A note on being queer

From the get-go, H.A. makes it clear that his mission is to make a goofy and campy romp featuring trans-men having fun. Just two dudes, having a good time, and being unabashedly queer. Yet here he does a funny thing: his characters don’t look like what I thought that they were going to look like, especially in a fantasy setting where anything goes.

To quote from H.A.’s retrospring,

Anonymous: Ngl at first I thought Jules and Casper were lesbians and it was a surprise discovering they’re boys. Thank you for the way you convey their gender expression!

H.A.: my relationship w gender is complicated and I have a hard time naming it except to express it thru characters or by being myself and this is the best way I can do it

Like, I myself, I identify as trans-femme. I think women are pretty great. I’ve gone to great lengths to try to be more like women. Going in, I was ready to be like, this won’t neccessarily speak to me directly, and that’s fine.
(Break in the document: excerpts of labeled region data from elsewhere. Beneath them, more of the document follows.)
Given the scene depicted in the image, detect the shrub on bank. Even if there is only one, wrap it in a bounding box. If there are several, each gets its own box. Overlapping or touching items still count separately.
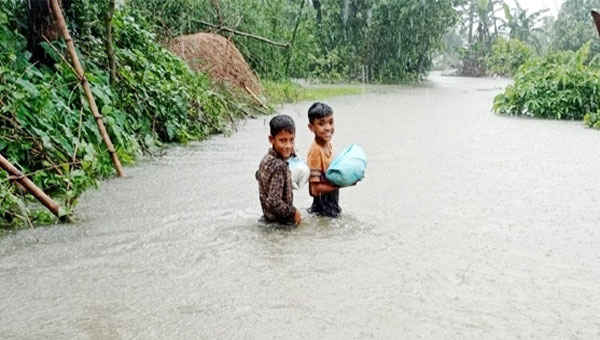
[0,0,254,227]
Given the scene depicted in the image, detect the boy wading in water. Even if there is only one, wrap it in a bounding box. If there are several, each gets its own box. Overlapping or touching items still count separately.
[256,115,302,225]
[306,102,342,217]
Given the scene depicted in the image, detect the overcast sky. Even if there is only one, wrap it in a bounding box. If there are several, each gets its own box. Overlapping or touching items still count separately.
[506,0,564,16]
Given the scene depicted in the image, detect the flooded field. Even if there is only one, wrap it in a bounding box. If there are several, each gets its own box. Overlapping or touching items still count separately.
[0,75,600,339]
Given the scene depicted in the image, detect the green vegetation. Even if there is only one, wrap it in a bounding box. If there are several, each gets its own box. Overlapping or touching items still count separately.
[487,37,535,76]
[263,81,363,104]
[128,0,460,82]
[494,44,600,119]
[0,0,254,227]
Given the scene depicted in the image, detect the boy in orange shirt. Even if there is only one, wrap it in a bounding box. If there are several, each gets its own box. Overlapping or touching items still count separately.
[306,102,342,217]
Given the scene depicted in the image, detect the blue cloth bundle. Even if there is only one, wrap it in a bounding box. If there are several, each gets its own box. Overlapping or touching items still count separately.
[325,144,367,187]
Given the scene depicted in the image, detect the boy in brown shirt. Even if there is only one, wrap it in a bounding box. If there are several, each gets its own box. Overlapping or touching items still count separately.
[256,115,302,225]
[306,102,342,217]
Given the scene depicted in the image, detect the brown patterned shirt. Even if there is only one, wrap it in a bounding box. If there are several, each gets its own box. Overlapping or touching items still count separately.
[256,149,296,223]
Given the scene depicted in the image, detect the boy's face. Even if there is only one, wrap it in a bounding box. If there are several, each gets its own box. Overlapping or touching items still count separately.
[308,114,335,142]
[269,130,296,159]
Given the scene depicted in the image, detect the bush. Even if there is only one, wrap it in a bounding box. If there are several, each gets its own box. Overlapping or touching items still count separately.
[487,38,534,76]
[494,44,600,120]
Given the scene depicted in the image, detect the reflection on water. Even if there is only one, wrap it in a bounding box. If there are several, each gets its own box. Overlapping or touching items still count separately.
[0,76,600,339]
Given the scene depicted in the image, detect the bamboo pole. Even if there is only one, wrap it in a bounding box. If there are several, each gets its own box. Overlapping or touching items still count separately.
[592,10,600,38]
[50,0,123,177]
[0,154,61,218]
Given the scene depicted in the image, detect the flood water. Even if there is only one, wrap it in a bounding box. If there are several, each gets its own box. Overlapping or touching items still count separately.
[0,75,600,339]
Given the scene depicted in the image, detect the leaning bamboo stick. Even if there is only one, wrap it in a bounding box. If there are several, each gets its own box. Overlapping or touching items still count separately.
[50,0,123,177]
[592,10,600,38]
[0,154,61,218]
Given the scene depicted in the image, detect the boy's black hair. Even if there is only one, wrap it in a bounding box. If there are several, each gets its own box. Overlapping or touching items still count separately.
[308,102,333,124]
[269,115,296,137]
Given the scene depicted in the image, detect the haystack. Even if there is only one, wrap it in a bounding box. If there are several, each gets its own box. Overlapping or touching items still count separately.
[168,33,260,94]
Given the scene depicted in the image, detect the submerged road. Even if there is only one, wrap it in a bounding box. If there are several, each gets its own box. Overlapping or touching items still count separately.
[0,75,600,340]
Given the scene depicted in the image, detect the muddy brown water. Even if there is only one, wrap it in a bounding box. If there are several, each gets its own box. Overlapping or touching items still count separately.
[0,75,600,339]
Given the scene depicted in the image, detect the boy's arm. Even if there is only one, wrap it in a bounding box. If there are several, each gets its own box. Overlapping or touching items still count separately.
[308,182,340,197]
[265,169,296,218]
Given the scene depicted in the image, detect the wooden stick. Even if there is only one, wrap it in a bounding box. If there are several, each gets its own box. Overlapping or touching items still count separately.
[592,10,600,38]
[0,154,60,218]
[194,20,290,48]
[50,0,123,177]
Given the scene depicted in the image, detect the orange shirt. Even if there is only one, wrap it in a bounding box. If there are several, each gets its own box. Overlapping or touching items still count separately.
[306,140,333,183]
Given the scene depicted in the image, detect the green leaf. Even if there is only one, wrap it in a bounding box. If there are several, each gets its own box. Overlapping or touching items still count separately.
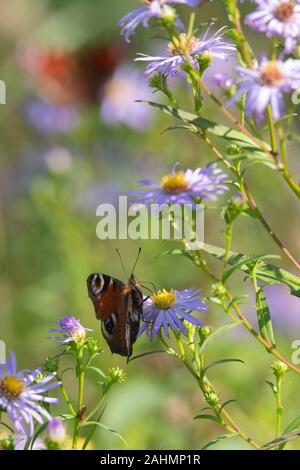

But now that I’ve read the book, I’m like: if I had to detransition? and be, like, a guy again (gross)? I would want my whole vibe to be like Casper’s in the comic. What a beautiful and chill way to be.

Anyways, I’m going to buy three copies to give out as gifts.

  1. To do TCAF properly, without rushing, you need at least three hours to properly wander the festival and take in all the sights and scenes. I really enjoy going to TCAF. I’ve been, gosh, at least a half dozen times. I remember going in 2005, when it was held in the parking lot behind Honest Ed’s.

  2. In 2005, I had all the time in the world but I had to count my pennies and agonize over each and every purchase. As I approach middle age, I might lack time but I am at least blessed with money.

  3. I’m not a comics… super-fan. I love the medium; I think comics have a special power to capture the reader’s attention and take them away to another time and place. They provide a unique and arresting combination of visuals and text.

    But any given comic book has to speak to me, I don’t know.

    The art has to “pop”. Half-tone manga leaves me cold. I like that photocopied zines exist more than I enjoy actually reading them. If I were an artist myself, I might enjoy leafing through sketchbooks – but I’m not, and so I don’t. In theory I feel like I should enjoy weird abstract experiments, but more often than not I just want to be charmed by a story and escape somewhere, or at least learn something new.5 Frankly, I have read one too many raw and overly honest autobiographical coming-of-age retellings.

  4. Here, a brief pause. A couple years ago, when I was figuring out my gender and coming out, Mattie was a rare source of inspiration for being trans-femme non-binary. I remember being fascinated with their transition. I’m happy to report that Boys Weekend is a fun romp, and I felt simultaneously like the protagonist, a trans-femme non-binary former-beardo, and that I was being roasted. I’ve always enjoyed TCAF, but gosh, now that I’m queer it’s taken on new depths. There were so many of us milling around.

  5. I grew up on brazillian translations of Spiderman and X-Men comics, several issues cropped and bound into little A5 booklets they sold in papelarias. Occasionally we would get Duck Tales, or Mafalda. In highschool, I read Sandman and was blown away. One of my best friends’ cool older brother lent me his copy of Joe Sacco’s Palestine, and every book Joe has made has felt like a revelation.